Años después, durante un nuevo encuentro, cuando ya Piatigorski había elevado su categoría y vivía dentro de la seguridad y el aplauso propios de un profesional consumado, Gregor se refirió a aquella audición inolvidable diciéndole a Casals, más o menos: toqué horriblemente aquel día, me avergüenza recordarlo… y usted, tan increíblemente generoso me aplaudió con tanto entusiasmo… fue una mentira piadosa.
Casals lo desmintió categóricamente, recordándole una sucesión de detalles que habían provocado su entusiasmo. En el interior de aquella promiscuidad de virtudes y defectos que relampagueaban en vertiginosa sucesión, el viejo maestro se había dedicado a observar, valorar y disfrutar solo las excelencias de lo que escuchaba. Espléndida lección de quien también fuera un gran maestro en el difícil arte de vivir.
La mayoría de los humanos tenemos una depurada vocación para percibir cuánto hay de feo o desagradable en lo que vemos, escuchamos, paladeamos, tocamos, olfateamos o hasta presentimos.
Dedicados con singular pasión a esta pesquisa inacabable, ajustamos nuestra percepción a ella –como se ajusta el foco de un lente– y en ese malvado foco selectivo se nos escapa, inobservado, todo lo bello y agradable.
Extraños hábitos los que tenemos.
Vivir es tener contacto y lidiar consigo mismo y con los demás. Es tener contacto y lidiar con las acciones y reflejos de sentimientos propios y ajenos.
Siendo las pasiones tan difíciles de controlar, la cantidad de momentos en que están desbordadas es mayor que aquellos en que se encuentran bajo el dominio del razonamiento justo y el intelecto moderador.

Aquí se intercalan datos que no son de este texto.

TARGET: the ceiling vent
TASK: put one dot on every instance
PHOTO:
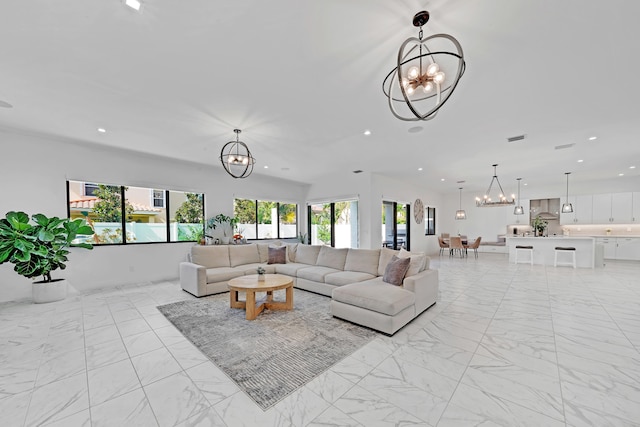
(517, 138)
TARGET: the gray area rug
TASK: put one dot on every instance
(277, 353)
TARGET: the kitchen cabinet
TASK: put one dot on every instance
(609, 244)
(628, 248)
(582, 210)
(613, 208)
(519, 219)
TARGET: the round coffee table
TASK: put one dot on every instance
(250, 285)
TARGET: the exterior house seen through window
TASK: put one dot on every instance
(125, 215)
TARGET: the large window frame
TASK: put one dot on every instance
(126, 222)
(279, 226)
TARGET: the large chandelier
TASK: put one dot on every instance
(501, 200)
(236, 158)
(426, 74)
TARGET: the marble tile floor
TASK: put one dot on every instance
(504, 345)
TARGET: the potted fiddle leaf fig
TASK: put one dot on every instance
(37, 248)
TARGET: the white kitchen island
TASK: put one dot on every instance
(544, 249)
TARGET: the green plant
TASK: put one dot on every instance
(539, 224)
(40, 248)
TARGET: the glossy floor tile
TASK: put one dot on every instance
(504, 345)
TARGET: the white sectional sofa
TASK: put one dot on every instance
(352, 277)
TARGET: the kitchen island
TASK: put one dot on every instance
(544, 249)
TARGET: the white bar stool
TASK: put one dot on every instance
(526, 249)
(567, 250)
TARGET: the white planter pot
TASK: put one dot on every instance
(49, 292)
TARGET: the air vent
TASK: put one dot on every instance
(516, 138)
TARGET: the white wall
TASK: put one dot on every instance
(33, 173)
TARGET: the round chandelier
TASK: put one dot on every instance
(427, 72)
(236, 158)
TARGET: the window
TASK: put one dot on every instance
(121, 215)
(334, 224)
(158, 198)
(262, 219)
(90, 188)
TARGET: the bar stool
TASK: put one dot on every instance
(567, 250)
(527, 249)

Por tanto, tenemos garantizado un cúmulo de instantes desagradables, amargos, desapacibles, causados por nosotros mismos, por los demás o por una difusa interacción de fuerzas.
La ira nuestra y la ajena, la impaciencia interna y externa, el pesimismo propio o de los otros, la inconformidad de alguien con quien tenemos contacto o nuestra propia inconformidad nos garantizan el próximo arribo de situaciones agrias o, por lo menos, antipáticas.
Ante tal garantía, ¿por qué dedicamos tanto fervor y solercia a subrayar lo desagradable?
Los momentos desagradables están garantizados. Se nos van a plantar por delante de modo que no podremos dejar de verlos.
No hay que andarlos buscando.
No es necesario aumentar la frecuencia de su ingrata visita.
Cuando lleguen, mirémoslos con valor, con seriedad, con la razonable intención de hacerles frente.
Aparte de esto, dirijamos preferentemente la mirada hacia lo grato que sucede, a cuanto es, de algún modo, hermoso.
En la urdimbre de sonidos de la vida, hagamos como el sabio maestro, oyendo con atento cuidado y deleite lo bueno, lo justo y lo bello.
Que siempre aparece.
“Non fumun ex fulgore. Sed ex fumo dare lucem”, aconsejaba Horacio, el inextinguible poeta latino. Lo cual, traducido partiendo de la intención, podría ser: no sacar humo de la luz, sino esplendor de las tinieblas.